In a tense moment on the bridge of the Starship Enterprise, Worf informs everyone that the enemy ship has opened fire. We cut to the outside and see the phasers/photon torpedoes/laser/quantum torpedoes hit the Enterprise. Cut back into the bridge, we see everyone shake around and various consoles and panels explode in a shower of sparks and flames. Switch the channel to Babylon 5, and we see John Sheridan leading the White Star in an engagement against a Shadow vessel. They trade fire, but the Shadow ship hits the White Star good and hard. Cut to the interior, and we see Minbari and humans thrown from their consoles that are exploding in a shower of sparks and flames.
You’d think with the number of exploding console related injuries, starship designers would add a few fuses or circuit breakers, don’t you? Now it’s not entirely unbelievable a massive spike shoots through your electrical network to fry your panels and causing explosions and fires. Fuses and circuit breakers do have a latency: i.e., they don’t act instantly. A small portion of that current surge can still leak through and cause a problem.
Also, certain types of weaponry, like nuclear weapons, can create an electromagnetic pulse (EMP) which is a shockwave of magnetic flux that will induce a huge current into any conductor in its path. You can electrically isolate a panel, but an EMP can still induce a fatal overload in the panel.

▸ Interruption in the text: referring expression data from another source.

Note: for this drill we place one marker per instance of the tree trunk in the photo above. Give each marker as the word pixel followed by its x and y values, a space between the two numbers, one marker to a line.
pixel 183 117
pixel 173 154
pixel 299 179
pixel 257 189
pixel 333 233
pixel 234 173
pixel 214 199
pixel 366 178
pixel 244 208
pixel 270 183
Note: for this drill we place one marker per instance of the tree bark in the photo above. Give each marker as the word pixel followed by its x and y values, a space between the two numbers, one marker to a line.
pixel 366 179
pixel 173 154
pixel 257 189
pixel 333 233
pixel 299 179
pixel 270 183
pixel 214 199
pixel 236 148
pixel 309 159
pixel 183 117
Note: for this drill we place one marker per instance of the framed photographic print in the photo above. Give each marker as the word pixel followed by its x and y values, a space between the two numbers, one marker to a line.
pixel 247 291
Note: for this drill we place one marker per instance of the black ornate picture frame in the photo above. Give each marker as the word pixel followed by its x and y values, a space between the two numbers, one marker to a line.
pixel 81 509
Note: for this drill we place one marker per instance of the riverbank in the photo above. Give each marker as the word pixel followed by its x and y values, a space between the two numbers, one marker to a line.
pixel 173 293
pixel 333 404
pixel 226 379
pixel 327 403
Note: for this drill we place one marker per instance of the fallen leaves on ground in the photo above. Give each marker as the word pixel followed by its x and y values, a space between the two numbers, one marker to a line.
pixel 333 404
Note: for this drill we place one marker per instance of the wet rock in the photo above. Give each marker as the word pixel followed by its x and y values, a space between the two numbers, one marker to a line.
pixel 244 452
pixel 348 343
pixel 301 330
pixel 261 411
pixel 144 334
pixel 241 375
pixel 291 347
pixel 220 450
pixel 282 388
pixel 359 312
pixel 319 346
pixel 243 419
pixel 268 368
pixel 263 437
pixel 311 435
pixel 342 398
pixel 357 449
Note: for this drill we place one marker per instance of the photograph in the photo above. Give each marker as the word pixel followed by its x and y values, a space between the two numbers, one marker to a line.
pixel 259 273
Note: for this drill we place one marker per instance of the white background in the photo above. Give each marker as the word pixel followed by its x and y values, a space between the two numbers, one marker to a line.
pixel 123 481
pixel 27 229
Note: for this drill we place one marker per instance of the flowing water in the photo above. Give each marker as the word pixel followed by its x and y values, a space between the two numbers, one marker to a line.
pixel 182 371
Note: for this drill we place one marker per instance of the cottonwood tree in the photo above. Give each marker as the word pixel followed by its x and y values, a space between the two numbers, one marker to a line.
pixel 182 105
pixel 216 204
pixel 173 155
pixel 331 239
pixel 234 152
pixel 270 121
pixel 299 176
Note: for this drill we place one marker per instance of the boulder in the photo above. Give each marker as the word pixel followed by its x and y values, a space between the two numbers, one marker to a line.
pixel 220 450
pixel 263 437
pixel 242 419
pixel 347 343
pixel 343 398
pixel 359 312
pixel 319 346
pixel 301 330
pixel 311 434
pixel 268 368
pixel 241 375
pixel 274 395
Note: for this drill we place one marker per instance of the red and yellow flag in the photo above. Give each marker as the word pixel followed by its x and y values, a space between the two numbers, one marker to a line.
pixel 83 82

But even in the present, there is little danger of exploding consoles and panels, even with an EMP. Engineers design these systems to be well grounded and surge protected. It would be very hard to cause a modern ship’s console or computer to blow up from a power surge. Sure it would get damaged, and might even arc a little bit, but it wouldn’t blow up. You’d think if these future engineers are building interstellar spaceships, they’d at least take this simple precaution.